For Maretequers, the software (with configuration examples) and user manuals can be found internally here
\\neptuno\Software\Swan
To get an example of the whole data pre-processing, look internally, here
\\neptuno\Software\MOHID\Mohid Swan
Bathymetry
To create a SWAN bathymetry, one may convert a MOHID bathymetry (grid data file) using the matlab script found in the \\neptuno\Software\MOHID\Mohid Swan\MohidGriddataToSWAN folder. In Matlab, select the script folder as the working directory then type at the matlab prompt:
> MohidBatim2SWAN.m
Then follow the GUI instructions.
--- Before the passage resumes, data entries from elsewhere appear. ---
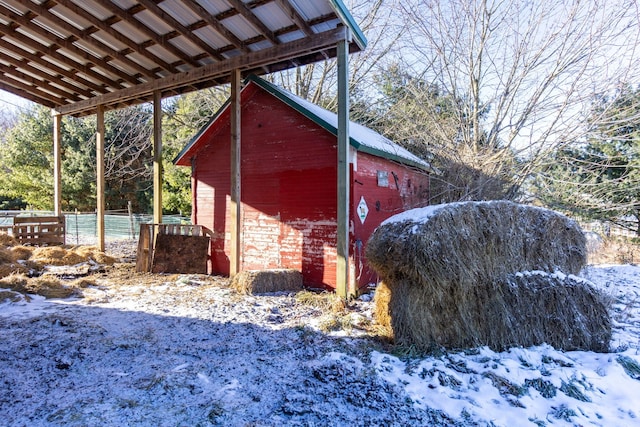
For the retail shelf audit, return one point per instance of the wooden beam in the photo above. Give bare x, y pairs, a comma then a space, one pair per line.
27, 95
344, 287
25, 24
157, 158
52, 51
253, 19
11, 72
39, 60
295, 17
84, 36
122, 38
213, 71
211, 20
128, 16
236, 195
24, 64
57, 164
33, 88
100, 203
174, 23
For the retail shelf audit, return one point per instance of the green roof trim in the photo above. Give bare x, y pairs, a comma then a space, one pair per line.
320, 116
346, 17
361, 138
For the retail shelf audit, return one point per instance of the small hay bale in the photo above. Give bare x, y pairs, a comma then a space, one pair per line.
22, 252
7, 240
263, 281
7, 270
381, 300
6, 256
452, 278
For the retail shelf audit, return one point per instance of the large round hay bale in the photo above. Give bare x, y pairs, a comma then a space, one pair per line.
468, 242
451, 271
264, 281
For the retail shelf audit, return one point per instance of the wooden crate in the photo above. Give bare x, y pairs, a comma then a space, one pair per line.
173, 248
39, 230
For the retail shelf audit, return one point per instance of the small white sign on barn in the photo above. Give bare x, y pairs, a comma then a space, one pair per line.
363, 209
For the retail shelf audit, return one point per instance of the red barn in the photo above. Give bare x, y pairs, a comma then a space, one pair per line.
289, 185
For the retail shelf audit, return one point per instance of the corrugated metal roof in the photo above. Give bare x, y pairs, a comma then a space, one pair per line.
98, 48
360, 137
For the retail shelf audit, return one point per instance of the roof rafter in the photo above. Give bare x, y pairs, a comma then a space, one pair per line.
213, 71
76, 54
244, 10
163, 41
106, 27
85, 35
It should create a SWAN bathymetry file (.sty).
The bathymetry should be visualised using notepad or a software called sigma that needs to be localed in the root directory c:\
Sigma -> Task File -> Show so far -> Linha CGWID
Boundary Conditions
The Swan model would need of wind, tide and deep-Ocean swell as boundary conditions.
Wind
Wind vectors should also be provided from other model results (i.e. MOHID, MM5 or WRF) and then converted to the SWAN format using ConvertToHDF5 using the option "ConvertHDF5ToSWANorMOHID" that will provide a hourly file with values for x and y directions, be aware of the file size.
One way to extract winds to force the SWAN, is to use the wind velocity present in the Atmosphere_x.hdf5 file, coming from a 2D MOHID simulation pre-made for the study region.
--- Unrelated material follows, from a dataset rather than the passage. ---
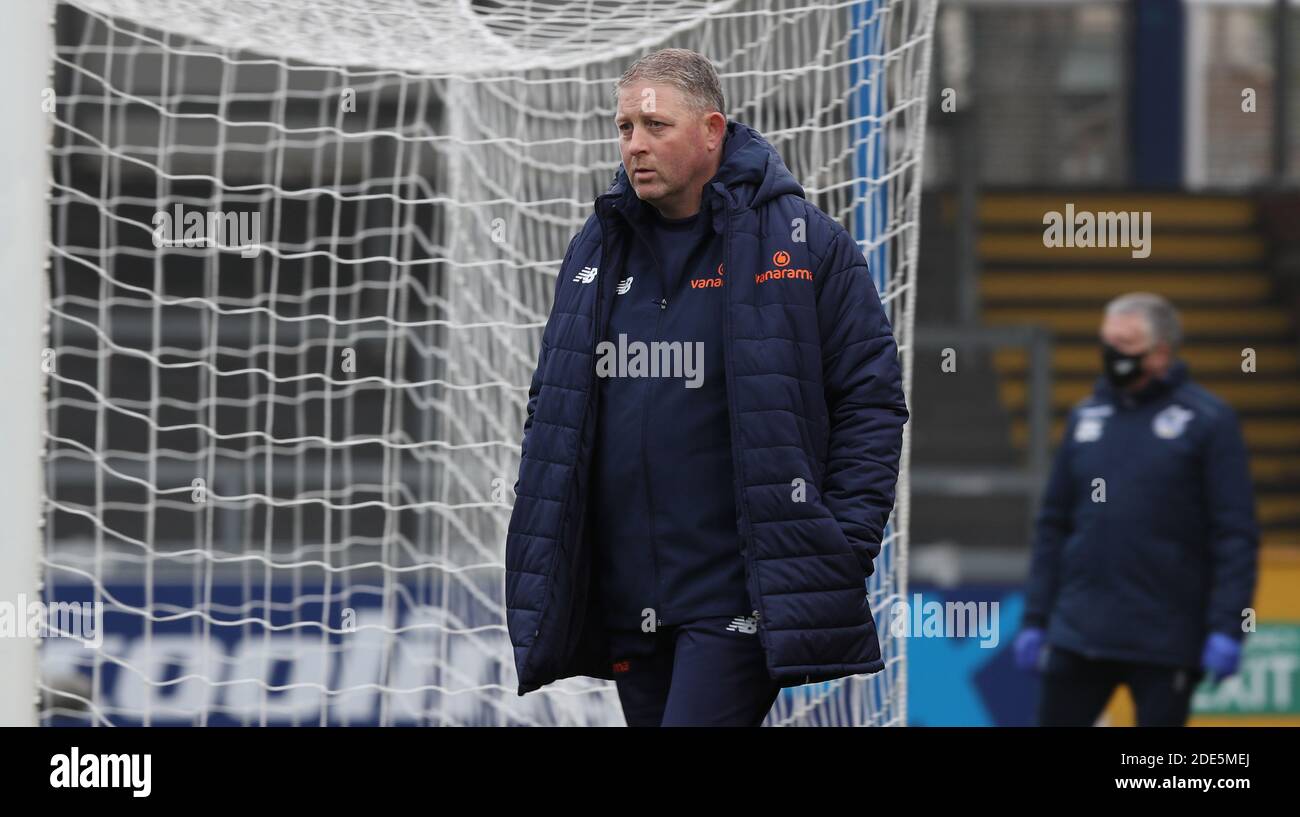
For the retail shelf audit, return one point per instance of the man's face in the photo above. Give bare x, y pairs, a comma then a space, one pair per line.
1127, 332
670, 150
An alternative way is to use MM5 HDF5 Mohid results and then glue and interpolate them to the MOHID model(s) grid(s) (which is(are) the same as SWAN's). To perform standard glue and interpolate operations with ConvertToHDF5, please refer to the ConvertToHDF5 wiki ...
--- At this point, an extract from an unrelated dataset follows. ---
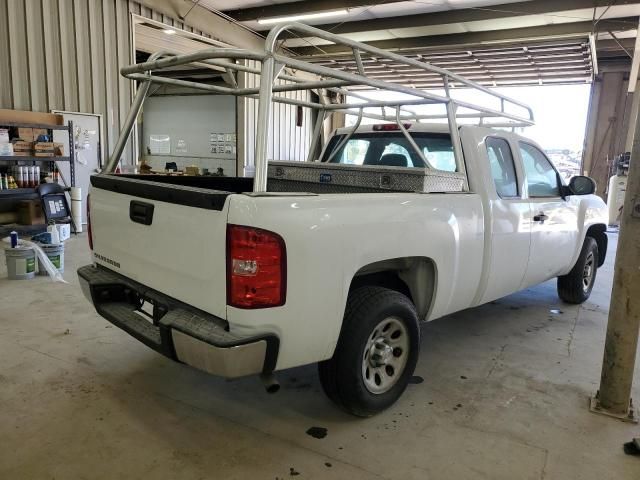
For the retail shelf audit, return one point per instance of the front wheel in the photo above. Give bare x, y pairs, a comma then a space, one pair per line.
376, 353
575, 287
ConvertToHDF5 configuration
Here's the ConvertToHdf5 configuration file ConvertToHDF5Action.dat for the action CONVERT FROM HDF5 TO SWAN OR MOHID to use (notice that there are two beginfile/endfile blocks, one for X direction, and another for the Y direction):
<begin_file> ACTION : CONVERT FROM HDF5 TO SWAN OR MOHID INPUTFILENAME : Atmosphere_1.hdf5 INPUT_GRID_FILENAME : ../../Batim/MOHID/BatimSO.dat <<beginproperty>> wind velocity X <<endproperty>> START : 2011 04 04 0 0 0 END : 2011 04 07 0 0 0 OUTPUT_TIME : 0 3600 OUTPUT_OPTION : 1 <end_file> <begin_file> ACTION : CONVERT FROM HDF5 TO SWAN OR MOHID INPUTFILENAME : Atmosphere_1.hdf5 INPUT_GRID_FILENAME : ../../Batim/MOHID/BatimSO.dat <<beginproperty>> wind velocity Y <<endproperty>> START : 2011 04 04 0 0 0 END : 2011 04 07 0 0 0 OUTPUT_TIME : 0 3600 OUTPUT_OPTION : 1 <end_file>
Note that this configuration will produce hourly outputs.
Troubleshoot
Q: The conversion won't work or the SWAN model won't run because of the winds.
A: The Atmosphere_x.hdf5 of the MOHID results needs to be edited and changed (using HDFView). 1 - The MappingPoints2D data needs to be renamed to WaterPoints in the GRID/ group. 2 - The first instant of Time is could be wrong; it could display an offset of one dt. The time instant data should be edited and the offset should be removed. Example: Once, the first time instant in the HDF5 atmosphere_x file would read 2006 10 15 17 00 20 when it should read instead 2006 10 15 17 00 00.
Tide
The tide sould be obtained from other models (i.e. PCOMS), or calculated (i.e. Tideprev) and interpolated to the user domain grid.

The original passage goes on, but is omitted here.